Comment obtenir ce chiffre des 2 tonnes ?
Compte tenu des éléments précédents, nous savons désormais quoi prendre en compte pour obtenir ce fameux “2 tonnes”. Rappelons avant tout qu’il est plus simple de donner une fourchette de possibilités plutôt qu’un chiffre exact, et si chiffre exact, il est plutôt à considérer comme un ordre de grandeur.
Pour illustrer ce chiffre, nous pouvons soit prendre un chiffre à l’échelle mondiale, soit prendre un chiffre national. Nous verrons plus tard que cela n’est pas aussi simple, mais pour le bien du calcul, nous pouvons prendre l’exemple de la France. Est-ce que l’objectif pour chaque Française et Français est d’avoir une empreinte carbone de 2 tonnes CO2eq ?

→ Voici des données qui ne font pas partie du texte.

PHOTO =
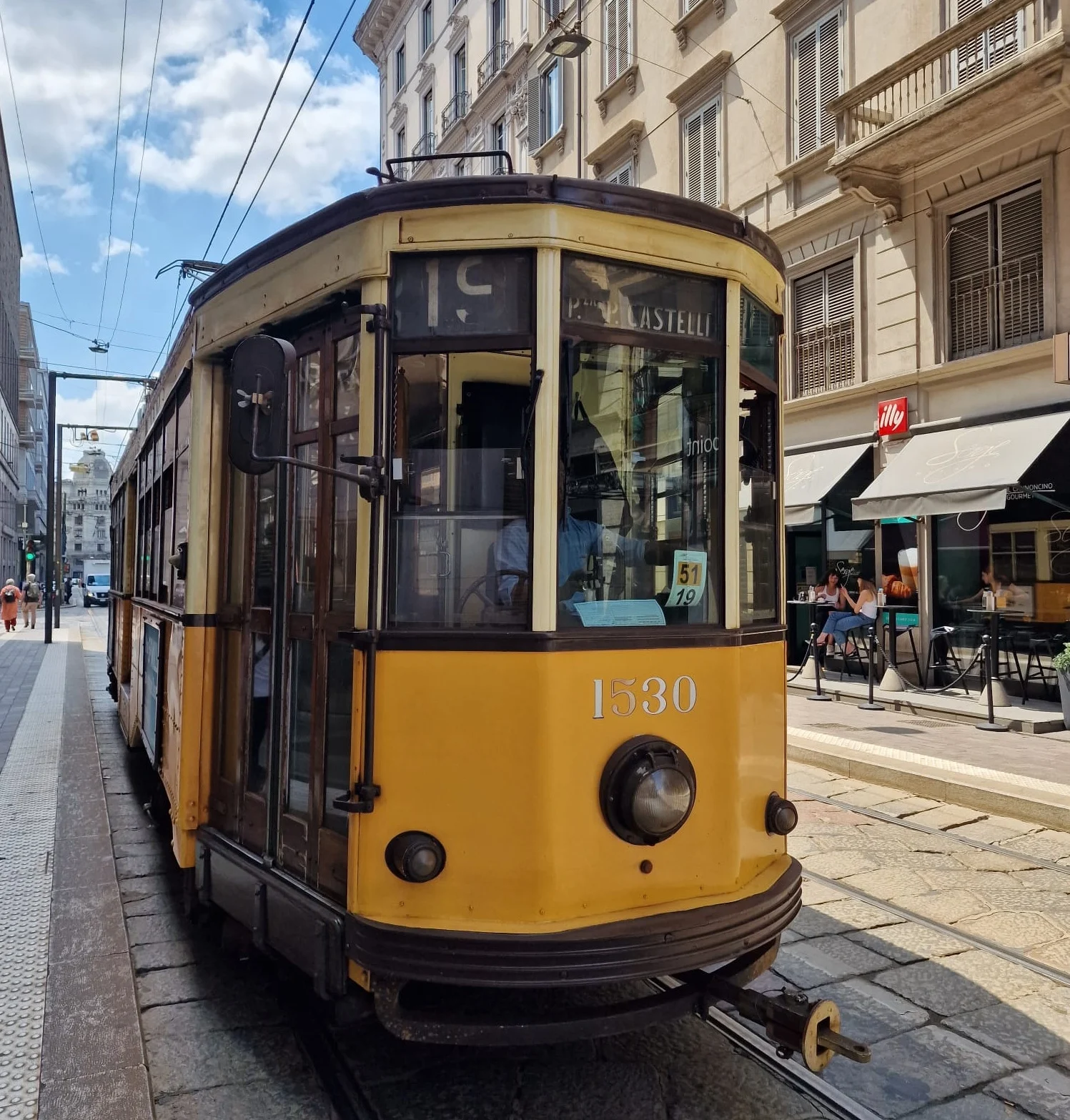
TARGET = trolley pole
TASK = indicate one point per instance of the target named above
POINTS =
(55, 432)
(51, 503)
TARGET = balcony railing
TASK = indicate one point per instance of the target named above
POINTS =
(997, 307)
(456, 110)
(495, 61)
(825, 359)
(948, 61)
(425, 146)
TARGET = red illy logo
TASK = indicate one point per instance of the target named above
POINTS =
(892, 417)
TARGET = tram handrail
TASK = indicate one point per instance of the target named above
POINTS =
(389, 175)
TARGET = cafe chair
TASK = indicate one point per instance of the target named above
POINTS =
(941, 650)
(1036, 670)
(909, 631)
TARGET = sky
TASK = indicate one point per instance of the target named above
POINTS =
(111, 215)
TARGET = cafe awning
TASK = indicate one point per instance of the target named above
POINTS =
(958, 470)
(811, 475)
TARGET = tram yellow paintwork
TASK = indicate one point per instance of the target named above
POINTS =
(499, 754)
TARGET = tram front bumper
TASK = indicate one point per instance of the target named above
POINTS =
(637, 949)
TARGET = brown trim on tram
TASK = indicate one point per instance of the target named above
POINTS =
(559, 642)
(483, 191)
(630, 950)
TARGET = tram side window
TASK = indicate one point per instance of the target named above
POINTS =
(641, 497)
(759, 458)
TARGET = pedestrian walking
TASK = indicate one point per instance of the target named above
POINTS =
(31, 598)
(9, 605)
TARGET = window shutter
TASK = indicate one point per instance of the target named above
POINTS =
(806, 94)
(842, 292)
(828, 75)
(710, 152)
(623, 35)
(608, 29)
(693, 157)
(535, 116)
(1021, 268)
(809, 315)
(969, 289)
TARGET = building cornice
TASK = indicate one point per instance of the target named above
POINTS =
(375, 25)
(628, 136)
(705, 76)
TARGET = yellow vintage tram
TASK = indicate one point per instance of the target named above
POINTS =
(447, 603)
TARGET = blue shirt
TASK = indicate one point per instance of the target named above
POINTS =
(576, 542)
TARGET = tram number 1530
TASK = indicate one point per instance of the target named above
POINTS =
(651, 695)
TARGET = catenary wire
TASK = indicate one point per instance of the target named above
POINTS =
(114, 170)
(345, 19)
(241, 170)
(74, 334)
(137, 194)
(18, 122)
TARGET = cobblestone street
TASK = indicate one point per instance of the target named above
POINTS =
(941, 932)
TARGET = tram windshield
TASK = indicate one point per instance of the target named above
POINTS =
(641, 497)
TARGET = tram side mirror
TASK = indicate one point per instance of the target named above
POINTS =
(260, 372)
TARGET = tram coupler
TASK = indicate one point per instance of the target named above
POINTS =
(793, 1023)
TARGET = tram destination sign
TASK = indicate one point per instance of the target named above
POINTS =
(620, 297)
(462, 294)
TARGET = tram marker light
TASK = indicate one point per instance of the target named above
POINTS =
(416, 857)
(647, 790)
(260, 371)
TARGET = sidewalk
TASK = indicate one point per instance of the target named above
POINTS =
(1021, 775)
(114, 1006)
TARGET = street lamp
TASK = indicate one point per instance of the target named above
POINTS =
(568, 45)
(573, 45)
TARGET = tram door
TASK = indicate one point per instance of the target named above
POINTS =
(321, 598)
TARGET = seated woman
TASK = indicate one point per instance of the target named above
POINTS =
(863, 613)
(831, 590)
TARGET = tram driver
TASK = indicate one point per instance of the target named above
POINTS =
(578, 545)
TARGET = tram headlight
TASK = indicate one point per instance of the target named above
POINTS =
(648, 790)
(416, 857)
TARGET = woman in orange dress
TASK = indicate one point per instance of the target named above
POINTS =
(9, 604)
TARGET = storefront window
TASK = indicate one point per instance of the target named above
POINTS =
(898, 577)
(641, 499)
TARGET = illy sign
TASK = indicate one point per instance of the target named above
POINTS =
(892, 417)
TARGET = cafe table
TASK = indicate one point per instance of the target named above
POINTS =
(993, 615)
(813, 608)
(892, 681)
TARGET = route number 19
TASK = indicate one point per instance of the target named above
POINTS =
(624, 701)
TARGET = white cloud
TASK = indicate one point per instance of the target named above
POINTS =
(114, 248)
(219, 61)
(34, 260)
(110, 403)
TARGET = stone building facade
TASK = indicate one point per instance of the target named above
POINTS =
(86, 502)
(912, 162)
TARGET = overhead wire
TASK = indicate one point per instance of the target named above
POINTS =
(137, 195)
(29, 179)
(241, 172)
(278, 150)
(114, 170)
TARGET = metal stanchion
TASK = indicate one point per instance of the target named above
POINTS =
(817, 668)
(871, 705)
(986, 661)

Si nous nous basons sur la SNBC2, nous avons pour objectif la neutralité carbone en 2050 (tout gaz à effet de serre et pas que le CO2). Pour obtenir un chiffre, il suffit de diviser la population en 2050 par les puits de carbone, et d’y ajouter les émissions importées pour obtenir l’empreinte carbone.
D’après L’INSEE, si les tendances démographiques récentes se poursuivaient, la France compterait 74,0 millions d’habitants en 2050. La SNBC prévoit de passer d’environ 422Mt à 80 Mt de CO2eq en 2050, soit 80 MT de CO2eq de puits de carbone pour atteindre la neutralité carbone.
Ainsi, en interprétant les chiffres à disposition, il est possible d’obtenir l’empreinte carbone cible par Français en 2050. Il suffit de faire 80/74 = 1,08 t CO2eq, à multiplier entre 1.4 et 1.7 pour obtenir l’empreinte carbone, et donc une empreinte carbone par Français en 2050 entre 1,51 et 1,84t CO2eq, donc plutôt proche des 2 tonnes.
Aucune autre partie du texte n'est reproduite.